The Yukon Energy Corporation is being forced to burn more diesel this winter, but it probably has little to do with people’s electrical gizmos.
This week, Yukon Energy spokesperson Janet Patterson told CBC Radio One the increased usage could be due to people owning more “gadgets.”
Yukon Energy’s forecasts suggest the Crown corporation didn’t anticipate an increase in average use per customer this year.
In Yukon Energy’s general rate application, which is slated to begin hearings in May, the power corporation doesn’t predict an increase in per-customer energy use for residential users.
The only growth on the residential side is in the amount of power sold to customers, which is predicted to grow to 11,183 megawatts an hour from 11,155 megawatts an hour in 2008.
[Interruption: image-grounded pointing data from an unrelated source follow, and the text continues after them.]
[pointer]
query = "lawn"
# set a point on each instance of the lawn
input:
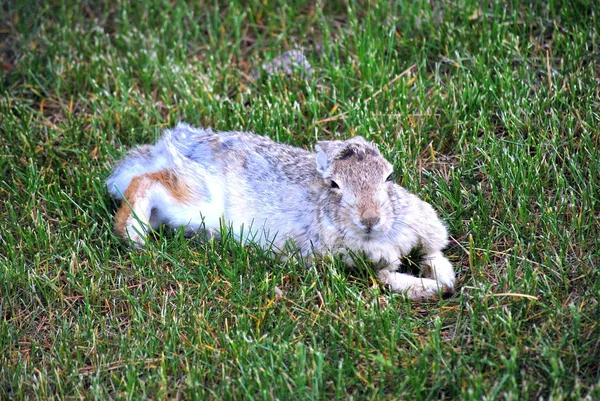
(490, 111)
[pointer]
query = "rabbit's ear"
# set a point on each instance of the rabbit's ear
(324, 158)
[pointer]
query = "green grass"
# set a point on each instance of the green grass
(496, 125)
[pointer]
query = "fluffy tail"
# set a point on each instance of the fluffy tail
(171, 151)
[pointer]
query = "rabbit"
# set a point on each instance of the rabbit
(339, 200)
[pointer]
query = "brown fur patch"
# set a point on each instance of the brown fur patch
(139, 186)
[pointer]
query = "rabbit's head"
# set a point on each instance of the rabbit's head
(359, 184)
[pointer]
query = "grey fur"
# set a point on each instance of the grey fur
(288, 193)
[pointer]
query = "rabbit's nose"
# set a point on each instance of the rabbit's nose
(370, 220)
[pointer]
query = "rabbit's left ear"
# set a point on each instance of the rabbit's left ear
(326, 153)
(323, 161)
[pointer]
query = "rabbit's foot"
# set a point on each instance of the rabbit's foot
(439, 268)
(413, 287)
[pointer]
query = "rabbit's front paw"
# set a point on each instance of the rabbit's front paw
(441, 270)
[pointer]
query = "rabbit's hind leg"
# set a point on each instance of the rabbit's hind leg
(439, 268)
(144, 202)
(413, 287)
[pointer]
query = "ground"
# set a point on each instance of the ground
(488, 110)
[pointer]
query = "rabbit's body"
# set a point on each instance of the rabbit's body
(334, 201)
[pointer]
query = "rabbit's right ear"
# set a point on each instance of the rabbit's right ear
(324, 157)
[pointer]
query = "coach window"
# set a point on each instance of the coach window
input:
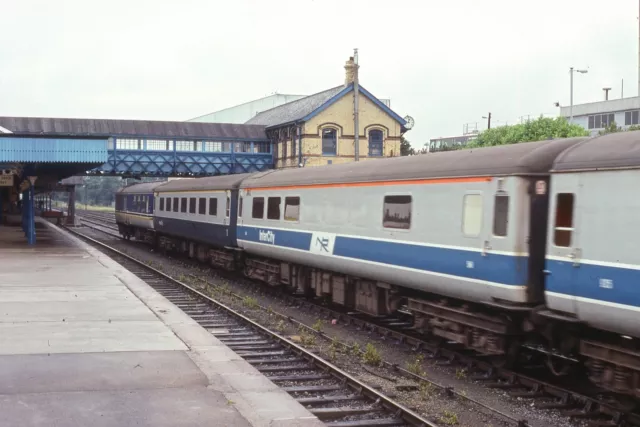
(397, 212)
(500, 215)
(564, 219)
(472, 215)
(257, 210)
(273, 208)
(292, 208)
(213, 206)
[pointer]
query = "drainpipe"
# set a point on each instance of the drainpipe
(300, 146)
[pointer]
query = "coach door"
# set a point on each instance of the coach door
(564, 252)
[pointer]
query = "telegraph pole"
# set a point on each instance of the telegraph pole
(356, 92)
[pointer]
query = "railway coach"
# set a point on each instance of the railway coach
(134, 210)
(198, 217)
(458, 235)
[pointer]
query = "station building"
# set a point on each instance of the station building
(595, 116)
(319, 129)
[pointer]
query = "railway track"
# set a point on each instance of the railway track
(335, 397)
(592, 408)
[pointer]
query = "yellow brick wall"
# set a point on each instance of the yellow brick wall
(340, 116)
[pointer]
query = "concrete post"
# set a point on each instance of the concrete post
(71, 210)
(31, 225)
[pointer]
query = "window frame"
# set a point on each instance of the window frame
(284, 211)
(322, 132)
(462, 222)
(381, 142)
(501, 194)
(253, 204)
(411, 212)
(571, 229)
(213, 212)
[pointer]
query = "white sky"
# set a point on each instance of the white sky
(445, 63)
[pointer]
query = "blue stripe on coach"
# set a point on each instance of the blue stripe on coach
(504, 269)
(598, 282)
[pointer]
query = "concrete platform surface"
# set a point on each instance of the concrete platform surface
(84, 342)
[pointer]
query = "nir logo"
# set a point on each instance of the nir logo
(267, 236)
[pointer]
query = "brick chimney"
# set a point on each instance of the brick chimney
(350, 71)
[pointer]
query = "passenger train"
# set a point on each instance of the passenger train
(493, 248)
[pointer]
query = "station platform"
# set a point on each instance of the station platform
(84, 342)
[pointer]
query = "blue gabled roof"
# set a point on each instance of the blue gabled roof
(306, 108)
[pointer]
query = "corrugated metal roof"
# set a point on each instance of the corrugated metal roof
(143, 187)
(221, 182)
(295, 110)
(53, 150)
(138, 128)
(516, 159)
(611, 151)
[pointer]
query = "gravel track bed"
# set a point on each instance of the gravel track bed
(427, 400)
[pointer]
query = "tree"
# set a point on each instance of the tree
(405, 147)
(533, 130)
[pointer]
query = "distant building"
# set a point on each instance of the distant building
(319, 129)
(243, 112)
(595, 116)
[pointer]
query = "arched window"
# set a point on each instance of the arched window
(375, 142)
(329, 142)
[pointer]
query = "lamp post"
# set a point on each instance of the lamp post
(571, 70)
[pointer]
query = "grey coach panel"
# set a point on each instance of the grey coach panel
(612, 151)
(145, 187)
(516, 159)
(221, 182)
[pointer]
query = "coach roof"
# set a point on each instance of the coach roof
(220, 182)
(516, 159)
(611, 151)
(145, 187)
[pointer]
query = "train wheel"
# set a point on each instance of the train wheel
(510, 357)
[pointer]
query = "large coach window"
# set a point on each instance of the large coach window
(213, 206)
(273, 208)
(500, 215)
(396, 212)
(292, 208)
(564, 220)
(257, 211)
(472, 215)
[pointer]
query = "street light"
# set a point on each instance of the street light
(571, 70)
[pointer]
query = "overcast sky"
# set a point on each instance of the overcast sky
(445, 63)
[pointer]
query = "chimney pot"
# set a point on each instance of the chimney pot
(350, 71)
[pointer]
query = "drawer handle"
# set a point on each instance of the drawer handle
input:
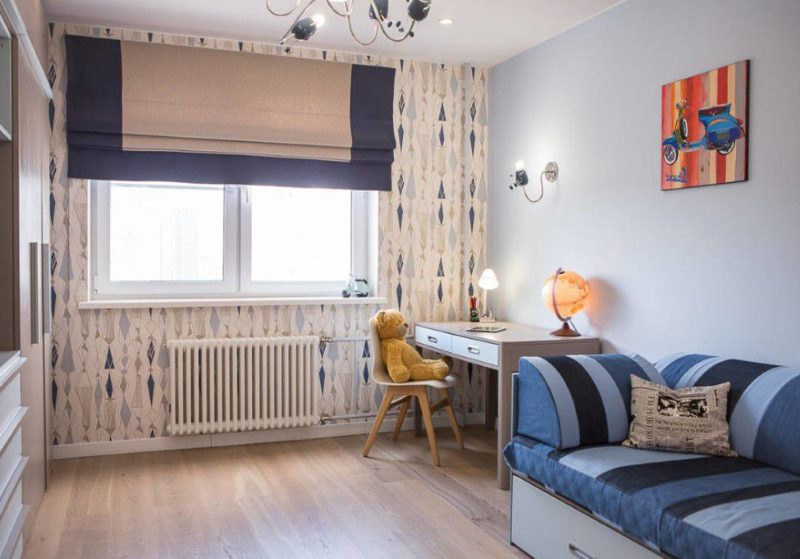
(579, 553)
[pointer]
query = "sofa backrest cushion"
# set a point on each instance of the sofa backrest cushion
(763, 405)
(577, 400)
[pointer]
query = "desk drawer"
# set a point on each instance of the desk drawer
(433, 338)
(475, 350)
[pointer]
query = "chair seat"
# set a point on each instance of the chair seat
(383, 378)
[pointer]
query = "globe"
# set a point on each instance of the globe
(571, 292)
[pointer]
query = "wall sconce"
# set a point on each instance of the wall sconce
(521, 179)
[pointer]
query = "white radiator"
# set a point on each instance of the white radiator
(242, 384)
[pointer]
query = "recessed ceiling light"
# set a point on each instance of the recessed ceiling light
(319, 19)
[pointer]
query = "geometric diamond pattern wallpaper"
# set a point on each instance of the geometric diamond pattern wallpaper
(109, 366)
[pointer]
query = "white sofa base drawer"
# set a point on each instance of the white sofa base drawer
(546, 527)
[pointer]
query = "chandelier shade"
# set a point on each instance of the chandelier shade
(306, 24)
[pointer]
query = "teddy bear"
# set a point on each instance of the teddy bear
(402, 361)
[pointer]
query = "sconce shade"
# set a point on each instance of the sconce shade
(571, 293)
(488, 280)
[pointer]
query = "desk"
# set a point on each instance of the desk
(499, 352)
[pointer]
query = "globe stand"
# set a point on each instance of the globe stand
(567, 330)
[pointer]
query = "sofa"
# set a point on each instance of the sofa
(577, 492)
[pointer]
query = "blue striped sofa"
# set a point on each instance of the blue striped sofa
(571, 413)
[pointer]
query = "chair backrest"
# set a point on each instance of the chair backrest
(379, 372)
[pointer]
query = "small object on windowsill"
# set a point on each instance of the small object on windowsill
(488, 317)
(358, 287)
(473, 310)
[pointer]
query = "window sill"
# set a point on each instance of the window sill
(225, 302)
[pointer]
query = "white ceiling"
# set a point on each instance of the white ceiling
(484, 32)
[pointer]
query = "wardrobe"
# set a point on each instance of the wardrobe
(25, 316)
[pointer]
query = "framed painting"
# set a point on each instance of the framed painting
(704, 128)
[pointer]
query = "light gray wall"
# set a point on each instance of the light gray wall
(713, 269)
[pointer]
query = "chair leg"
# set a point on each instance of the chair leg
(452, 414)
(400, 419)
(425, 404)
(387, 401)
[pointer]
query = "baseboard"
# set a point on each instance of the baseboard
(102, 448)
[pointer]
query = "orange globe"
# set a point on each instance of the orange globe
(571, 293)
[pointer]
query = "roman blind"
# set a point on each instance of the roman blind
(146, 111)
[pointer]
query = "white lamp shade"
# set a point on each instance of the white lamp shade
(488, 280)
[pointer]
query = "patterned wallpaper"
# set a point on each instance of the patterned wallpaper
(110, 366)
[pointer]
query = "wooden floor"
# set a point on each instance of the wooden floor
(315, 498)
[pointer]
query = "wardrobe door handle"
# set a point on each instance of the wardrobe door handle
(579, 553)
(33, 257)
(47, 311)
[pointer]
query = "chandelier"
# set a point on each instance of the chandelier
(304, 25)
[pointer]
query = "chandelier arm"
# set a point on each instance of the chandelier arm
(346, 13)
(383, 29)
(356, 38)
(299, 16)
(282, 14)
(401, 38)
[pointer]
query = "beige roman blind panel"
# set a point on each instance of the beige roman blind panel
(149, 111)
(212, 97)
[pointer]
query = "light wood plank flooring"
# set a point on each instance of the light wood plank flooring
(315, 498)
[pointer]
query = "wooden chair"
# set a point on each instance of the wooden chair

“This reflects ongoing modest growth in the number of customers, and basically consistent use per customer over the period,” it says.
The Yukon Electrical Company Ltd., which buys power from Yukon Energy and sells it to approximately 15,000 customers, also predicted little growth in the average use per customer in its general rate application, which was completed at the end of last year.
“Energy sales to residential customers are expected to rise 1.3 per cent in 2008 and 1.1 per cent in 2009,” says the application.
But the increase is due to more houses being built rather than more electronics in each home.
“The growth is driven by customer additions as residential usage per customer is forecast to increase minimally,” it says.
The unexpected increase in power usage over December could also be due to more electrical heat being used during unusual cold snap, Patterson told the CBC.